Name Nb classes  Image Size Automatic Download
MNIST 10  28x28x1 :white_check_mark:
Fashion MNIST 10  28x28x1 :white_check_mark:
KMNIST 10  28x28x1 :white_check_mark:
EMNIST 10  28x28x1 :white_check_mark:
QMNIST 10  28x28x1 :white_check_mark:
MNIST Fellowship 30  28x28x1 :white_check_mark:
CIFAR10 10 32x32x3 :white_check_mark:
CIFAR100 100 32x32x3 :white_check_mark:
CIFAR Fellowship 110 32x32x3 :white_check_mark:
ImageNet100 100 224x224x3 :x:
ImageNet1000 1000 224x224x3 :x:
Permuted MNIST 10 28x28x1 :white_check_mark:
Rotated MNIST 10 28x28x1 :white_check_mark:

Furthermore some "Meta"-datasets are available:

InMemoryDataset, for in-memory numpy array:

x_train, y_train = gen_numpy_array()
x_test, y_test = gen_numpy_array()

clloader = CLLoader(
    InMemoryDataset(x_train, y_train, x_test, y_test),
    increment=10,
)

PyTorchDataset,for any dataset defined in torchvision:

clloader = CLLoader(
    PyTorchDataset("/my/data/path", dataset_type=torchvision.datasets.CIFAR10),
    increment=10,
)

ImageFolderDataset, for datasets having a tree-like structure, with one folder per class:

clloader = CLLoader(
    ImageFolderDataset("/my/train/folder", "/my/test/folder"),
    increment=10,
)

Fellowship, to combine several continual datasets.:

clloader = CLLoader(
    Fellowship("/my/data/path", dataset_list=[CIFAR10, CIFAR100]),
    increment=10,
)

Some datasets cannot provide an automatic download of the data for miscealleneous reasons. For example for ImageNet, you'll need to download the data from the official page. Then load it likewise:

clloader = CLLoader(
    ImageNet1000("/my/train/folder", "/my/test/folder"),
    increment=10,
)

Some papers use a subset, called ImageNet100 or ImageNetSubset. You'll need to get the subset ids. It's either a file in the following format:

my/path/to/image0.JPEG target0
my/path/to/image1.JPEG target1

Or a list of tuple [("my/path/to/image0.JPEG", target0), ...]. Then loading the continual loader is very simple:

clloader = CLLoader(
    ImageNet100(
        "/my/train/folder",
        "/my/test/folder",
        train_subset=... # My subset ids
        test_subset=... # My subset ids
    ),
    increment=10,
)

Continual Loader

The Continual Loader CLLoader loads the data and batch it in several tasks.
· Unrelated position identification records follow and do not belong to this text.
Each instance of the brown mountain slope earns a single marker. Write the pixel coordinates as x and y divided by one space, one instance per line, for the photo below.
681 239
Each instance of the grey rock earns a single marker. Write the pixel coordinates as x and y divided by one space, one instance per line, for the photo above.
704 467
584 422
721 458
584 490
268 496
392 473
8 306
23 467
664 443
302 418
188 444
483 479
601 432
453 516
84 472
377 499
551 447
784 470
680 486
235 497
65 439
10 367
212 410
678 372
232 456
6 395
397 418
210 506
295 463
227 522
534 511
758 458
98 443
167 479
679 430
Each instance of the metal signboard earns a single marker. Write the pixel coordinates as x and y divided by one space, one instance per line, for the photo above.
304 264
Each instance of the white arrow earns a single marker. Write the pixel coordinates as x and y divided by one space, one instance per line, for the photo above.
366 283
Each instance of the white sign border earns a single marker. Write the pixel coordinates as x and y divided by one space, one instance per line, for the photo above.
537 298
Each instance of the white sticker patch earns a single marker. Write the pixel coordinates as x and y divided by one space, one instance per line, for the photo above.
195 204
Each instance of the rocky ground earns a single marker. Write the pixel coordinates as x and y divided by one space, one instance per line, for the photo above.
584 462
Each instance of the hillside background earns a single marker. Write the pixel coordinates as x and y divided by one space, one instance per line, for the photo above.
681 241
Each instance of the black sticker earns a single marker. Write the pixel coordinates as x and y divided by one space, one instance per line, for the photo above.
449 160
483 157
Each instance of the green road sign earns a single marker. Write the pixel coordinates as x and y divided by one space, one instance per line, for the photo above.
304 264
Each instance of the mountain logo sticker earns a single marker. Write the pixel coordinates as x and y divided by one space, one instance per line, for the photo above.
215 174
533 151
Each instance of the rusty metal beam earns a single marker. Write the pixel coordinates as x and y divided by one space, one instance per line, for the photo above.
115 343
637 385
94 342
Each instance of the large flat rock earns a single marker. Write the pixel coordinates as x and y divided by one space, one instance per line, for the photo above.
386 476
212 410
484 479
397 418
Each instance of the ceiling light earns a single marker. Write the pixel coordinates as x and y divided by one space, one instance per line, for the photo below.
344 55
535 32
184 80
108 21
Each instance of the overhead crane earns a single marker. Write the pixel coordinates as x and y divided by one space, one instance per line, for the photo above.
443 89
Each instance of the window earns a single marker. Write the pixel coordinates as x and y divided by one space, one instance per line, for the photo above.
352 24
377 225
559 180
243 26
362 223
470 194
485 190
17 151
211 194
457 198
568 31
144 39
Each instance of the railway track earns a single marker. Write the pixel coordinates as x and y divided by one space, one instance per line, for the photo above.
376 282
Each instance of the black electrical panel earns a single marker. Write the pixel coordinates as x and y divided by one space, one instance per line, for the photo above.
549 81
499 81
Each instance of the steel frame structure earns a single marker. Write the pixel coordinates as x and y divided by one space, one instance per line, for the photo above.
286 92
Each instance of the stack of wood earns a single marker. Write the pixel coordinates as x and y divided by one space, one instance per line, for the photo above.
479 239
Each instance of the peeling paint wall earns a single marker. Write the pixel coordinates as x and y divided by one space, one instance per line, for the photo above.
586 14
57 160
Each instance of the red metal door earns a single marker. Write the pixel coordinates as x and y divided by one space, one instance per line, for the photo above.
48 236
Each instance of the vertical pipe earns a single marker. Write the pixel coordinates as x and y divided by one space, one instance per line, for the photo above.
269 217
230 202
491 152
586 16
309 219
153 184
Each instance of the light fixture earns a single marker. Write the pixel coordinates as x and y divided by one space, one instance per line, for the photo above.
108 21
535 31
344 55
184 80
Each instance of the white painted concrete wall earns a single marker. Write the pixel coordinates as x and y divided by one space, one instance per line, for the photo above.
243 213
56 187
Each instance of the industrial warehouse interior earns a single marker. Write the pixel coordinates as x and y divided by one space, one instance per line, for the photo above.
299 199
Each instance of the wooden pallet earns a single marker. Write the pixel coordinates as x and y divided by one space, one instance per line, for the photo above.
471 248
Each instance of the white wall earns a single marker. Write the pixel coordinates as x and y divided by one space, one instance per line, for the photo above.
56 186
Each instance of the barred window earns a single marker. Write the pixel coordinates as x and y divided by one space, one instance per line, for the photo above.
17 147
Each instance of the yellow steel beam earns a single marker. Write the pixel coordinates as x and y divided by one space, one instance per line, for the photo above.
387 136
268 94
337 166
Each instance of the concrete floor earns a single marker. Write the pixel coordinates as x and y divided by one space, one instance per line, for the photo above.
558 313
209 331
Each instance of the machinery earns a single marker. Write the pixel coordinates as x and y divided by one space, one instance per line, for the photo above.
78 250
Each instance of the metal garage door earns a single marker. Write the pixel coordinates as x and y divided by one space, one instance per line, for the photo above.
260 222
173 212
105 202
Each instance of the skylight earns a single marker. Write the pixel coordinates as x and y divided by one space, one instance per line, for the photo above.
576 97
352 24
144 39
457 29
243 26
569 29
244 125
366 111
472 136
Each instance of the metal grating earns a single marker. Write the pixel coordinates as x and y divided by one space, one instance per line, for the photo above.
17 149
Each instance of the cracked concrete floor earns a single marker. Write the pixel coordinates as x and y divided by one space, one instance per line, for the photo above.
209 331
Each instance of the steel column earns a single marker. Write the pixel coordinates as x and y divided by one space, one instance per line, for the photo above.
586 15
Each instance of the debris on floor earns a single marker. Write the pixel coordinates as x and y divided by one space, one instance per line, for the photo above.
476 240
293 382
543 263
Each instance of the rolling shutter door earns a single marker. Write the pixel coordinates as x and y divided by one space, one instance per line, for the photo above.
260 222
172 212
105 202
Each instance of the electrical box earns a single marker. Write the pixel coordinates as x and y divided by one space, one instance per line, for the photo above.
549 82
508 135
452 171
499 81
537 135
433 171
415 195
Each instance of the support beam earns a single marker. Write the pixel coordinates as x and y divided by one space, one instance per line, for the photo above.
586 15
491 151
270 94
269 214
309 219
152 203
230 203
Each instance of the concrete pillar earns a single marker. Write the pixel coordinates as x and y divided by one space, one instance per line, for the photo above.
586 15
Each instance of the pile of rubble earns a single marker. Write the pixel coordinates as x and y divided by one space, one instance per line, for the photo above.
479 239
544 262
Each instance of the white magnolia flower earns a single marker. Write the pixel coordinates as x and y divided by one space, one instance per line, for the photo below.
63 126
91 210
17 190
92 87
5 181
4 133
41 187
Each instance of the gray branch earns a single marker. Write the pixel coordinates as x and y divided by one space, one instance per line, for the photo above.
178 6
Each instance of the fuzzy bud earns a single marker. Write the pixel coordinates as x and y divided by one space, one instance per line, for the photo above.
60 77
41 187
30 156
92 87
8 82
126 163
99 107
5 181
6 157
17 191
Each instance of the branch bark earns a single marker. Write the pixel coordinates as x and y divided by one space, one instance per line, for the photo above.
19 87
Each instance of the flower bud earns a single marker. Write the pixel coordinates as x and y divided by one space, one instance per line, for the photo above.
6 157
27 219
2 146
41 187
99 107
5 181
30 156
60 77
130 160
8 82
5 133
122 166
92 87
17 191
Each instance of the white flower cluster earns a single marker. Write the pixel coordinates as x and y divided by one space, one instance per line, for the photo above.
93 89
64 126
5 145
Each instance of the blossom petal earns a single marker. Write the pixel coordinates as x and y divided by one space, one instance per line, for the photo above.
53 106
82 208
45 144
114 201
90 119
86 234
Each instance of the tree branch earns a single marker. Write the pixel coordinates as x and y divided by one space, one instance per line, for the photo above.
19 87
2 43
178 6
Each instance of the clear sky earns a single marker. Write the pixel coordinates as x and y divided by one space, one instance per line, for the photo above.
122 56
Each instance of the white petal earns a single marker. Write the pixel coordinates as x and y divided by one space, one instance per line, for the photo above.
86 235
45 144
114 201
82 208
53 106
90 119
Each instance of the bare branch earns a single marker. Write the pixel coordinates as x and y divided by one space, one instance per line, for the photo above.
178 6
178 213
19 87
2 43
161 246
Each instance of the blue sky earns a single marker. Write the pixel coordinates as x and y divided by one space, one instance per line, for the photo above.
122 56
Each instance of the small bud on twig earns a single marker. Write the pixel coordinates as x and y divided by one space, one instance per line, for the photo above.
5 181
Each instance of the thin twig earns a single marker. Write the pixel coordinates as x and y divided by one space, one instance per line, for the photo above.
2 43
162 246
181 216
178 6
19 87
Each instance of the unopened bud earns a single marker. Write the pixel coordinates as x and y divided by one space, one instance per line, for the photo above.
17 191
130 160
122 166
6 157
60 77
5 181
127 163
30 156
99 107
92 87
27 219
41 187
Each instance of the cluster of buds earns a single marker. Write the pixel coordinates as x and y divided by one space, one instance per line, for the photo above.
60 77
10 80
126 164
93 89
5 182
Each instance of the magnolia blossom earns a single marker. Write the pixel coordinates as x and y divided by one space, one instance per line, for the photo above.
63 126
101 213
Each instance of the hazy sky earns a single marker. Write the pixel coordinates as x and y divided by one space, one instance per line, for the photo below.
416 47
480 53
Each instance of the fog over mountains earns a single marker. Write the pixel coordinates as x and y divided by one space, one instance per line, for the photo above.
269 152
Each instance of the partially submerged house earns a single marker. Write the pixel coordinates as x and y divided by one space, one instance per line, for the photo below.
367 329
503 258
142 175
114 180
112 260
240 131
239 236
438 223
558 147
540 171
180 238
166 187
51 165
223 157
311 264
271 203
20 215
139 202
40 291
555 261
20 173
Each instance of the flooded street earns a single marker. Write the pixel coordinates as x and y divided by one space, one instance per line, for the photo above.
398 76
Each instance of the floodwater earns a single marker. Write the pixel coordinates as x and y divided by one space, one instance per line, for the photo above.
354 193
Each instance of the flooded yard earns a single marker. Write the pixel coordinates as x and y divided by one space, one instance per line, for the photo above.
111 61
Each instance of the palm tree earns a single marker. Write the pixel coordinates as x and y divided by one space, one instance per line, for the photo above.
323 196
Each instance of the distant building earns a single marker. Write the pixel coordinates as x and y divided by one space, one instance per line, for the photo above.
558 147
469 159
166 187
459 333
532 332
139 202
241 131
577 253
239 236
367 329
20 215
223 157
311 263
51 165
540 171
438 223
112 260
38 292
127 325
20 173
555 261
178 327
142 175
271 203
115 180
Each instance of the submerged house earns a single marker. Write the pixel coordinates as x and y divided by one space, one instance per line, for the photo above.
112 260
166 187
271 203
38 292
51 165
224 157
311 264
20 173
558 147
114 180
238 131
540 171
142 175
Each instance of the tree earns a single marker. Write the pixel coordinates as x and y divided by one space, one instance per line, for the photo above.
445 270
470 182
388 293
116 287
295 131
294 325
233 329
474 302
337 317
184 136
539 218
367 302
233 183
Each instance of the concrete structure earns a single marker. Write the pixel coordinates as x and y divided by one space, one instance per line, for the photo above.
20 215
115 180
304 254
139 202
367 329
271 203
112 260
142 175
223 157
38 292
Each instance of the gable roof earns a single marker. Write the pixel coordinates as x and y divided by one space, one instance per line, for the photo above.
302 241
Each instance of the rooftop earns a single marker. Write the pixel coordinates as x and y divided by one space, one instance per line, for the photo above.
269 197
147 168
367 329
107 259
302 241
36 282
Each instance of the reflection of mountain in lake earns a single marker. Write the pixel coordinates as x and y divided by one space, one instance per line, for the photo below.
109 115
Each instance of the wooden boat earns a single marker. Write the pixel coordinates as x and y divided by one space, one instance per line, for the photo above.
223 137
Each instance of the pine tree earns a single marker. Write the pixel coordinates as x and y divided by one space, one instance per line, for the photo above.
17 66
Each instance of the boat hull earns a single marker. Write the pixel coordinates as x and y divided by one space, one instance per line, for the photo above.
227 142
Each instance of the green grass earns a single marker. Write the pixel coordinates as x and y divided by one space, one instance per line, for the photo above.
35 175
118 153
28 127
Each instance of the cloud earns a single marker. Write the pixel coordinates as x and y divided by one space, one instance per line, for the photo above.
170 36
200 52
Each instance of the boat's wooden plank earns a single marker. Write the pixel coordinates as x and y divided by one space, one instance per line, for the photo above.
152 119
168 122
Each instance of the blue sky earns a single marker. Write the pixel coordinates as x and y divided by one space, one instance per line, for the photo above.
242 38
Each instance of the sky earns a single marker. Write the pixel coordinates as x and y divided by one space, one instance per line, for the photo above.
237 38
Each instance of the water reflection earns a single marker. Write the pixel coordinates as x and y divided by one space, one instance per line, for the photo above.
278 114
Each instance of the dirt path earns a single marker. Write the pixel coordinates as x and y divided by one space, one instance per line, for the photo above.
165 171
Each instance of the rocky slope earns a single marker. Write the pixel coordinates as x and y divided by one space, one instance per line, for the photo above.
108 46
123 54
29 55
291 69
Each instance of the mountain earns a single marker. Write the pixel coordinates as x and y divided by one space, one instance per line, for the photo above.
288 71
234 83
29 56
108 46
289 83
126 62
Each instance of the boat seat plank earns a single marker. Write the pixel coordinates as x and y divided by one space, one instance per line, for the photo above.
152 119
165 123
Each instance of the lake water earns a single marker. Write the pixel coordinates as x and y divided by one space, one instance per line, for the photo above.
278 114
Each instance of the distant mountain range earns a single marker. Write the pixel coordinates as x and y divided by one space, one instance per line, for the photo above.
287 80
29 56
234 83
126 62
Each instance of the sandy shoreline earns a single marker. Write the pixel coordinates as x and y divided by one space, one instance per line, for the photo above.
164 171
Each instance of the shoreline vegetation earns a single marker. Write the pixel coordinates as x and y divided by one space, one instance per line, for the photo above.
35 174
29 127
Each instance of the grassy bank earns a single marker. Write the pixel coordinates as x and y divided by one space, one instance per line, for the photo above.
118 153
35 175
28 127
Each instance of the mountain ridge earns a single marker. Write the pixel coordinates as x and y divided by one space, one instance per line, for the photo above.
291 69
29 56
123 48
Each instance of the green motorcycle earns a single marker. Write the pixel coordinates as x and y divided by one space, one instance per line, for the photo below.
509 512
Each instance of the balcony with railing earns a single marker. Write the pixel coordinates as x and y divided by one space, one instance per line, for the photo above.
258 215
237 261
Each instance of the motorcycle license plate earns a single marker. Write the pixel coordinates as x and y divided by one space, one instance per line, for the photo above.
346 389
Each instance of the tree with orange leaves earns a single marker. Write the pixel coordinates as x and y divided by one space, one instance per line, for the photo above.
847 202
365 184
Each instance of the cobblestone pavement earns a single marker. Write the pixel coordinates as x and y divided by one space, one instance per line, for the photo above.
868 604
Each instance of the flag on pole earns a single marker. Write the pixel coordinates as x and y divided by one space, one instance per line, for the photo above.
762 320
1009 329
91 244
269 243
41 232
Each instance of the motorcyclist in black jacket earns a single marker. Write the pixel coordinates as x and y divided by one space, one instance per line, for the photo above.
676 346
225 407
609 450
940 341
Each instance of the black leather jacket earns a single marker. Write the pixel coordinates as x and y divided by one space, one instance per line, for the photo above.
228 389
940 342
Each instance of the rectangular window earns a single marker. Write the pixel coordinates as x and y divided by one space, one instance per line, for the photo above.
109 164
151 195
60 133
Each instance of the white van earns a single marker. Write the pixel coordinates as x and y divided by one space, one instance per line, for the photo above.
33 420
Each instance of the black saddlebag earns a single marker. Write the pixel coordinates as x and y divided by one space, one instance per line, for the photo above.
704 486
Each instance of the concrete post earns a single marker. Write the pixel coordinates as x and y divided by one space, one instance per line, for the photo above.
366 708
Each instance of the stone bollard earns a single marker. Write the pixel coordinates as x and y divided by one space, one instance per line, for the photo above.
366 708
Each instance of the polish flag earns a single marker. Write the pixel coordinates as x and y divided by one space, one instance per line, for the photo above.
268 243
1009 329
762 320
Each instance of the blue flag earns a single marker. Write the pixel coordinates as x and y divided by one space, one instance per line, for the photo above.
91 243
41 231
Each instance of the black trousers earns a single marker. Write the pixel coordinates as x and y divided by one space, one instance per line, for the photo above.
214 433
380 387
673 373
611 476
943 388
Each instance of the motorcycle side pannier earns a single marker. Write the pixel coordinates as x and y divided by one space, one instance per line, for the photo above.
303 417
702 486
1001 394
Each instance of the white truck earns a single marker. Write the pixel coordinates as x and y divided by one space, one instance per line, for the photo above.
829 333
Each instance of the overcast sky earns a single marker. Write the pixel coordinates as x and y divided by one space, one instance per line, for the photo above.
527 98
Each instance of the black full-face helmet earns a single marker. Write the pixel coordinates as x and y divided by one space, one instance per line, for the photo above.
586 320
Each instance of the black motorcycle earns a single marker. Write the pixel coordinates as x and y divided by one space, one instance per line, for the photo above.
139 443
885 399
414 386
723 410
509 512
See there some example arguments:

clloader = CLLoader(
    my_continual_dataset,
    increment=10,
    initial_increment=2,
    train_transformations=[transforms.RandomHorizontalFlip()],
    common_transformations=[
        transforms.ToTensor(),
        transforms.Normalize((0.4914, 0.4822, 0.4465), (0.2023, 0.1994, 0.2010))
    ],
    evaluate_on="seen"
)

Here the first task is made of 2 classes, then all following tasks of 10 classes. You can have a more finegrained increment by providing a list of ìncrement=[2, 10, 5, 10]`.

The train_transformations is applied only on the training data, while the common_transformations on both the training and testing data.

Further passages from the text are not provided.